New information on the disorder – the result of a 21/2-year study by the National Genome Research Institute in Bethesda, Md. – could help doctors find ways to stop the DNA breakdown in other kinds of brain defects in newborns.
The study is the first of its kind to link problems with DNA production to fetal brain development, said Dr. Leslie Biesecker, the report’s lead author, a senior investigator at the Institute’s Genetic Disease Research Branch. It was first reported in the September issue of “Nature Genetics.”
“What this disease appears to be is the inability to move those (DNA) building blocks into a particular place of the cell where they need to be,” Biesecker said.
“What we have to do is see if we can manipulate that, and supplement or do other medical tricks to get around that problem.”
In Lancaster County, where about 20,000 Amish people descend from only a few dozen who settled there in the 1700s from Germany, 61 babies from 23 families have had the disorder in the last 40 years. Most of the babies died in their first six months; none survived more than 14 months.

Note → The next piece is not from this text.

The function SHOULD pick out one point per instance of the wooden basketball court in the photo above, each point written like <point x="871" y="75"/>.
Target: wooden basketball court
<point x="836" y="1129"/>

There is no known treatment or cure.
Dr. D. Holmes Morton, who heads the Clinic for Special Children in Strasburg, Pa., and helped write the study, said he has cared for more than 20 Amish babies with the disorder since 1988.
He sees as many as three new cases every year.
“It’s a disorder that has shown up in the community for many, many generations,” Morton said.
“The Amish people knew about it, but very few other people had seen it.”
Interestingly, Morton said, the DNA breakdown does not affect development in other parts of the fetus, which means that babies born with the defect have normal and healthy hearts, livers, kidneys, and other vital organs. That suggests that the DNA building blocks – specifically, a nucleic acid – are being received in developing cells in other parts of the body.
“It’s precisely that kind of thinking about a mutation and about a mechanism of a disease like this that lets us think of possibilities about how you get around it,” Morton said.